First off, for the first time ever solar comprised all the utility power installed in a month. In March 2013, all 44 megawatts of new electric generation was solar. But in the bigger picture, solar is becoming a major new energy source in the U.S. The same Federal Energy Regulatory Commission (FERC) Energy Infrastructure Update report also showed that in the first quarter of 2013, solar comprised 537 megawatts of the 1,880 megawatts utilities brought only. In fact, solar was only outpaced by wind, which added 958 megawatts of new generation capacity to the grid during the period.

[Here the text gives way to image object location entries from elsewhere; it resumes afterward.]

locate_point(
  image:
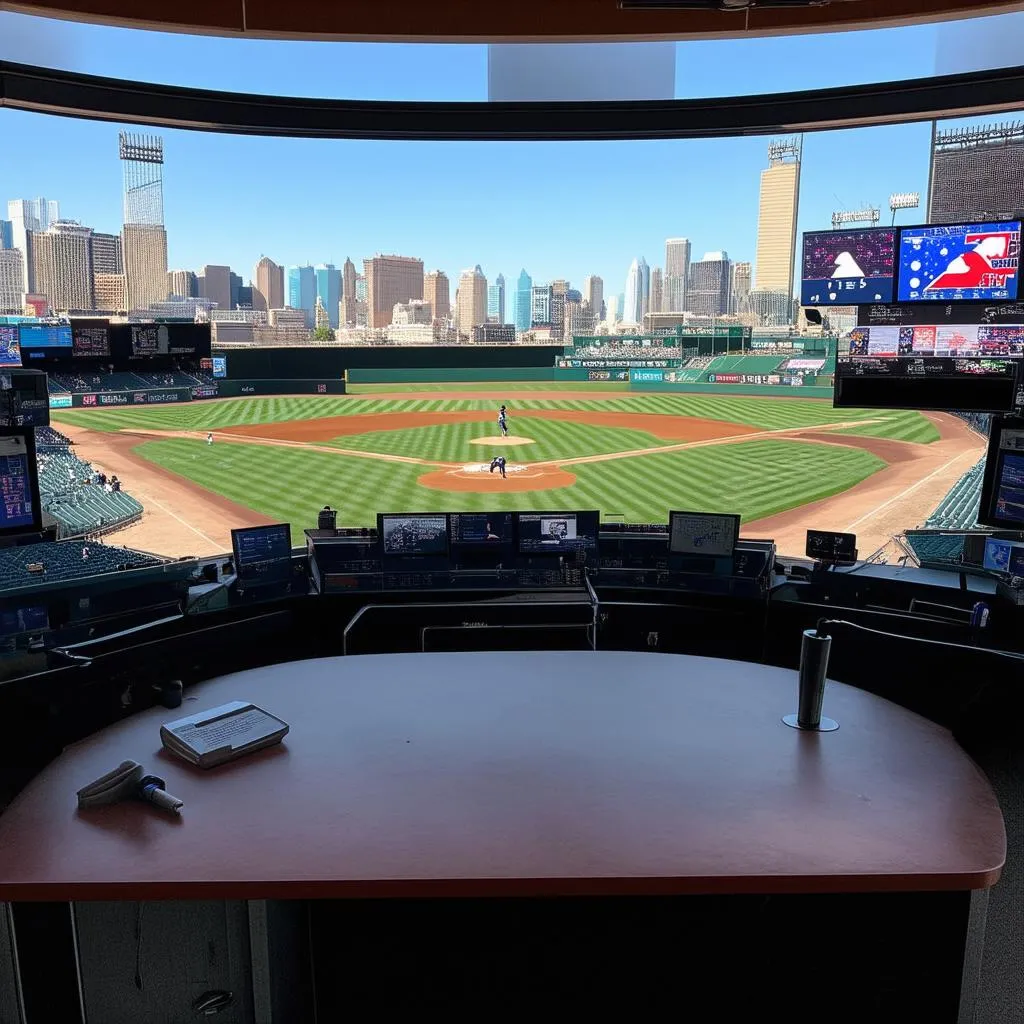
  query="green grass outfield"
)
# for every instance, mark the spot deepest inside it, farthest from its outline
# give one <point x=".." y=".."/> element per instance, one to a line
<point x="756" y="478"/>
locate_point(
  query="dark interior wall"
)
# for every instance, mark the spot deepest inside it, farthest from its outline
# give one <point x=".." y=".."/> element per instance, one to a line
<point x="331" y="364"/>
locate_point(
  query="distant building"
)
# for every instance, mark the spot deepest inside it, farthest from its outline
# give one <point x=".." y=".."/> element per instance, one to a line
<point x="329" y="290"/>
<point x="300" y="292"/>
<point x="495" y="333"/>
<point x="977" y="173"/>
<point x="540" y="306"/>
<point x="777" y="214"/>
<point x="677" y="269"/>
<point x="268" y="285"/>
<point x="435" y="291"/>
<point x="471" y="301"/>
<point x="496" y="300"/>
<point x="523" y="302"/>
<point x="182" y="284"/>
<point x="656" y="291"/>
<point x="739" y="288"/>
<point x="708" y="288"/>
<point x="390" y="280"/>
<point x="61" y="258"/>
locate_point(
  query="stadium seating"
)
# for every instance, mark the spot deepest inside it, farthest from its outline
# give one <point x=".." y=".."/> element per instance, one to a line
<point x="958" y="510"/>
<point x="62" y="561"/>
<point x="80" y="508"/>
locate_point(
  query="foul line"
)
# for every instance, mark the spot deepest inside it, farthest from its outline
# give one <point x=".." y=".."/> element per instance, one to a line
<point x="907" y="491"/>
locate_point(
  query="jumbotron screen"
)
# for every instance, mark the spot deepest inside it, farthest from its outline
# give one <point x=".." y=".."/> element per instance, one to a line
<point x="962" y="262"/>
<point x="848" y="268"/>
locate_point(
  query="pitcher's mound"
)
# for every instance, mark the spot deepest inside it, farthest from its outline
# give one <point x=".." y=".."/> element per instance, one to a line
<point x="502" y="440"/>
<point x="471" y="478"/>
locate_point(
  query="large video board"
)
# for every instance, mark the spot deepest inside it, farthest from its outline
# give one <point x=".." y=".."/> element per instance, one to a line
<point x="961" y="262"/>
<point x="846" y="268"/>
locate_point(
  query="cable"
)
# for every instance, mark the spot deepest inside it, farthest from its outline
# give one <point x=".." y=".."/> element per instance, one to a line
<point x="822" y="623"/>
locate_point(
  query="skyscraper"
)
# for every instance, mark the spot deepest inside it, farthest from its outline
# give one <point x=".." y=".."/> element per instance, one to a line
<point x="471" y="301"/>
<point x="677" y="269"/>
<point x="300" y="291"/>
<point x="656" y="291"/>
<point x="391" y="280"/>
<point x="496" y="300"/>
<point x="777" y="217"/>
<point x="523" y="301"/>
<point x="26" y="216"/>
<point x="637" y="292"/>
<point x="143" y="240"/>
<point x="593" y="292"/>
<point x="977" y="173"/>
<point x="11" y="273"/>
<point x="708" y="288"/>
<point x="61" y="259"/>
<point x="435" y="292"/>
<point x="739" y="288"/>
<point x="182" y="284"/>
<point x="216" y="285"/>
<point x="268" y="285"/>
<point x="540" y="305"/>
<point x="329" y="290"/>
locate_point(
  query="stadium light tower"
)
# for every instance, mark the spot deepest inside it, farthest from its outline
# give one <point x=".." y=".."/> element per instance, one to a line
<point x="869" y="215"/>
<point x="903" y="201"/>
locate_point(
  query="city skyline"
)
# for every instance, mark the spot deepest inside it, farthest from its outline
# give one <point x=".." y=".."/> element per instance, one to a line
<point x="733" y="216"/>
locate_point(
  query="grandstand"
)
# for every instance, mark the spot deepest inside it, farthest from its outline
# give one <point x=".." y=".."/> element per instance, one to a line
<point x="74" y="493"/>
<point x="64" y="561"/>
<point x="92" y="383"/>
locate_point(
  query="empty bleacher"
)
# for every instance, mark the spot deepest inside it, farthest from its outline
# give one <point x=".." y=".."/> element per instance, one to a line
<point x="69" y="493"/>
<point x="65" y="560"/>
<point x="958" y="510"/>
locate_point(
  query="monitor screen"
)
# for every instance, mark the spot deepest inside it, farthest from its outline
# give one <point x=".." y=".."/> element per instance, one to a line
<point x="150" y="339"/>
<point x="413" y="535"/>
<point x="481" y="529"/>
<point x="10" y="350"/>
<point x="962" y="262"/>
<point x="256" y="546"/>
<point x="848" y="267"/>
<point x="44" y="336"/>
<point x="1003" y="489"/>
<point x="18" y="504"/>
<point x="557" y="532"/>
<point x="90" y="341"/>
<point x="702" y="534"/>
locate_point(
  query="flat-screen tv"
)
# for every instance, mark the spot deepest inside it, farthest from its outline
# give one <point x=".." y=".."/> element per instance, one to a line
<point x="848" y="267"/>
<point x="1003" y="488"/>
<point x="960" y="262"/>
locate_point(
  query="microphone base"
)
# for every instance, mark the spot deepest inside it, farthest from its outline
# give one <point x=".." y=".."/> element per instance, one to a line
<point x="825" y="725"/>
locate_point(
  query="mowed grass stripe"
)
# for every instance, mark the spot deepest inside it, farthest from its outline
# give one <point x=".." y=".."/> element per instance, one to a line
<point x="293" y="484"/>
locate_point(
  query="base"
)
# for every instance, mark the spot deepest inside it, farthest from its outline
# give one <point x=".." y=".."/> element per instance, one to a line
<point x="827" y="724"/>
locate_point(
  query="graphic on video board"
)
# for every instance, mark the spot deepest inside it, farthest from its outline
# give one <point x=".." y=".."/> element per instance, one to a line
<point x="977" y="262"/>
<point x="848" y="267"/>
<point x="10" y="351"/>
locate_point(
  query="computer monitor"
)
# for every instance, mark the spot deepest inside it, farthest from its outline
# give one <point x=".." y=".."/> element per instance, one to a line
<point x="262" y="554"/>
<point x="706" y="534"/>
<point x="19" y="508"/>
<point x="1003" y="487"/>
<point x="413" y="536"/>
<point x="557" y="532"/>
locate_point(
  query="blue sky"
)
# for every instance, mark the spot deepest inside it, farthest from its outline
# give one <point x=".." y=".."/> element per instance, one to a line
<point x="561" y="210"/>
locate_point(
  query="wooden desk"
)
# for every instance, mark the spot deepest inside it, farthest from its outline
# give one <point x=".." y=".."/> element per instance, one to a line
<point x="519" y="774"/>
<point x="582" y="775"/>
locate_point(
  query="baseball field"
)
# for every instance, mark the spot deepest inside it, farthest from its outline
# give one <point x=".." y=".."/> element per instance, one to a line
<point x="783" y="464"/>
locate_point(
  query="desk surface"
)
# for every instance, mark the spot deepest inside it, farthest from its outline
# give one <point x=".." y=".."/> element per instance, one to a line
<point x="518" y="774"/>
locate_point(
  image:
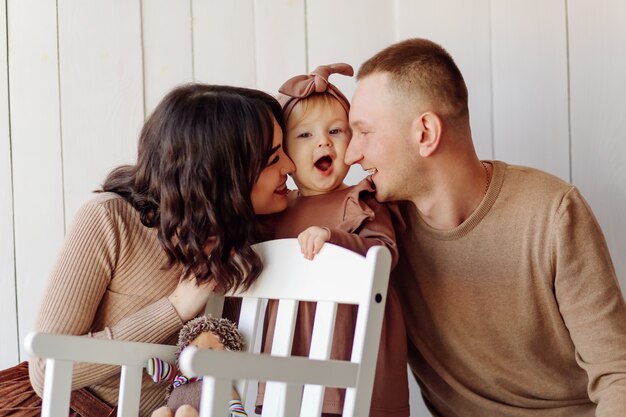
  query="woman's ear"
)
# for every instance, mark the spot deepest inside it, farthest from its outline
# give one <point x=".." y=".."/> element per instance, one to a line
<point x="427" y="129"/>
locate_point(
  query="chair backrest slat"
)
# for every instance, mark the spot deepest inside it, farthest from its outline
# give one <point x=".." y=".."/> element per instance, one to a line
<point x="321" y="344"/>
<point x="57" y="388"/>
<point x="130" y="391"/>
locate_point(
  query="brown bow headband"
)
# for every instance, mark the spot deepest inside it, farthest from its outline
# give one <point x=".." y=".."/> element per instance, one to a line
<point x="302" y="86"/>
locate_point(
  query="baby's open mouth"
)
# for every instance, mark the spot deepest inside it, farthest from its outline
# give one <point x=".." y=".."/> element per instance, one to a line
<point x="324" y="163"/>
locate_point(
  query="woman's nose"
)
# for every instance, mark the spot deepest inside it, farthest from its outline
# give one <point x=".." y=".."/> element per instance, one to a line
<point x="288" y="165"/>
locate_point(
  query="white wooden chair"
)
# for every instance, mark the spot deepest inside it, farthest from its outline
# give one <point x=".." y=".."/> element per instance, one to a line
<point x="295" y="384"/>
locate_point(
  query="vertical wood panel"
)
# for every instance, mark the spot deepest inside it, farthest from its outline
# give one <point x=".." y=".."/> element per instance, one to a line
<point x="530" y="98"/>
<point x="8" y="325"/>
<point x="101" y="92"/>
<point x="167" y="51"/>
<point x="597" y="37"/>
<point x="350" y="31"/>
<point x="36" y="143"/>
<point x="469" y="45"/>
<point x="224" y="42"/>
<point x="280" y="42"/>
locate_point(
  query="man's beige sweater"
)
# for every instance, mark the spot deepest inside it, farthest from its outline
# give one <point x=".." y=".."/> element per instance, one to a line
<point x="517" y="311"/>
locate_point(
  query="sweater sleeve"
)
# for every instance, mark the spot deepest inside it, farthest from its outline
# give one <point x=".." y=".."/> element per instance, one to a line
<point x="375" y="229"/>
<point x="591" y="303"/>
<point x="85" y="267"/>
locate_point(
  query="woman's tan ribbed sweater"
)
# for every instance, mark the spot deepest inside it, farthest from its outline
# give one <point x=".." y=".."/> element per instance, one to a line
<point x="517" y="312"/>
<point x="108" y="284"/>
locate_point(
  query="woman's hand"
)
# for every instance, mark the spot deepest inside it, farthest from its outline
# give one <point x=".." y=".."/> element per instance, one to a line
<point x="190" y="299"/>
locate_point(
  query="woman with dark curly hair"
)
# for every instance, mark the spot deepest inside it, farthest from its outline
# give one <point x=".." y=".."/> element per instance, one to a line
<point x="143" y="256"/>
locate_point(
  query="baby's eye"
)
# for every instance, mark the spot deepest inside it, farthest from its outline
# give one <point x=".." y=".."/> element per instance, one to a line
<point x="273" y="160"/>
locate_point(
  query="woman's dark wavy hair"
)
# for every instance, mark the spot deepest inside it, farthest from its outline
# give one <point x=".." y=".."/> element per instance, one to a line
<point x="200" y="153"/>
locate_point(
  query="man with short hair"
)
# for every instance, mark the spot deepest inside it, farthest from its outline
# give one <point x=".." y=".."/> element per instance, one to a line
<point x="511" y="301"/>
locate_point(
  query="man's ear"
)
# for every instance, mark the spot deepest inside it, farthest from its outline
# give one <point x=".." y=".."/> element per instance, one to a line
<point x="427" y="129"/>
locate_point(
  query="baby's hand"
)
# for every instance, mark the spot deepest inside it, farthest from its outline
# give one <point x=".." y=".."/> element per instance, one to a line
<point x="312" y="240"/>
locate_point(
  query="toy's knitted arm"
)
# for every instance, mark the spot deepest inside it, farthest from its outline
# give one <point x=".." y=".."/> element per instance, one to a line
<point x="159" y="370"/>
<point x="236" y="409"/>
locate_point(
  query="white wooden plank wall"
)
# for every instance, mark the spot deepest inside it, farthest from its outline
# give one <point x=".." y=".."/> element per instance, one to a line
<point x="597" y="36"/>
<point x="167" y="48"/>
<point x="529" y="79"/>
<point x="38" y="200"/>
<point x="78" y="78"/>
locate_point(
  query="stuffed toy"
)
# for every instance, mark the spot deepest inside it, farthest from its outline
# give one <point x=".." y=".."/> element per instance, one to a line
<point x="183" y="395"/>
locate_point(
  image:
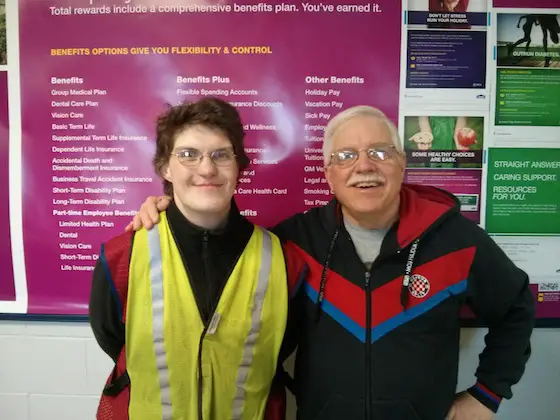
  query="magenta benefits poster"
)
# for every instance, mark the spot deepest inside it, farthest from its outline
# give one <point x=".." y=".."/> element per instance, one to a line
<point x="83" y="81"/>
<point x="90" y="99"/>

In California as many people are aware of, solar has proven popular. Thanks in part to high electric prices, but also to the California Solar Initiative, which has steadily decreased as the price of solar has come down and is now nearing it’s end. Something that a number of industry experts and installers, like EcoSolargy Founder Alan Lee have said isn’t a bad thing. At this point the residential and small commercial CSI program is going through its last two steps in most, if not all markets.
Last year California neighbor, Arizona saw its biggest utility, APS, install an impressive 148 megawatts of new solar, with a lot of it coming from distributed resources like homes. It was a record for the state. But the record’s likely to be dwarfed in 2013 as it plans to brings on 299 megawatts in major projects alone.
New funding mechanisms for solar also continue to make a splash. For instance, Mosaic touched off the week by announcing a new initiative to fund $100 million in solar projects in California through the crowdfunding model that’s proved popular with microinvestors so far. In announcing the new pipeline of projects and the opportunities to invest in them, the company also announced its first offering under the program, a 114 kilowatt, $157,750 project on the Ronald McDonald House in San Diego—it was fully funded within six hours of being offered, according to the company.
Meanwhile crowdfunding’s big brother, bonds, are also increasing their presence in solar. Two investor services companies, Fitch Ratings and Moody’s Investor Services, announced ratings on an anticipated second bond offering to fund MidAmerican Energy Holdings’ 550 megawatt Topaz Solar Farm. The project was valued at more than $2 billion. Already the company offered an $850 million round of bonds, which solar quickly. The second round is anticipated to be a $250 million round of notes. Both companies looked at the offering as positive, based on the project’s progress and other factors.
That project is being built by First Solar, which recently announced a slew of good news during its investor day conference last week. During the conference, the company announced it had set a new record for cadmium telluride module efficiency at 16.1 percent—and its roadmap for increased efficiency was moved up, putting it more on pace with silicon PV. At the same time it said it anticipated higher earnings for 2013 than previously thought. And finally the company announced that it purchased TetraSun, a start-up that produces high-efficiency silicon PV devices, signaling that the company is interested in entering more markets.